Another way to sign the word “queer” is to make an open 8 on your chin, then flick it in an outward movement. Like most other queer signs, you can also fingerspell the word “queer”.
Why It’s Important To Learn ASL For The LGBTQ Deaf Community
It may seem obvious why you should learn ASL for the LGBTQ deaf community – it helps you communicate better and allows others to express themselves freely. However, there are other benefits to learning ASL that may not be as evident.

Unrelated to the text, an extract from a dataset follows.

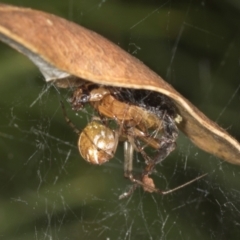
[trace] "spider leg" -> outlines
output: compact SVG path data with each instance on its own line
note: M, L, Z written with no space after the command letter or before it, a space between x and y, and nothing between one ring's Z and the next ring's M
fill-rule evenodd
M60 101L60 103L61 103L61 107L62 107L63 116L64 116L64 118L65 118L65 121L67 122L67 124L68 124L71 128L73 128L73 130L74 130L75 133L77 133L78 135L80 135L81 131L79 131L79 130L77 129L77 127L72 123L72 121L68 118L67 113L66 113L66 109L65 109L65 106L64 106L63 102Z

For instance, it is a little-known fact that deaf LGBTQ youth are at high risk of developing depression due to difficulty communicating with their hearing peers. In a research survey by The Trevor Project, 81% of participants reported experiencing depression, compared to only 39% of hearing respondents. Non-hearing respondents also claimed that environmental factors like discrimination from hearing peers and a lack of familial support contributed to thoughts of suicide.
The same research survey concluded that the key to improving the deaf LGBTQ community’s well-being was improving accessibility in public spaces and encouraging learning ASL within the broader queer community.
The Trevor Project also stated that community events should start mandating ASL interpretation and training staff to serve deaf LGBTQ people. More explicitly, it mentioned accessibility and support for deaf people on community websites, especially in promotional materials.
Another way to support the deaf LGBTQ community is to access available resources online. The Deaf Queer Resource Center (DQRC) is the biggest national nonprofit resource center where people can find the most comprehensive information about deaf-queer communities. Another nonprofit organization to look into is the Rainbow Alliance of the Deaf, established in 1977 to promote deaf education and social welfare within the community.
The Bottom Line
If the non-queer deaf community still has a long way to go, the queer deaf community has an even longer journey ahead. Taking the time to learn queer signs and ASL culture is already one big step in the right direction. Start with the hand sign for “gay” and work your way up toward the rest of the LGBTQ dictionary!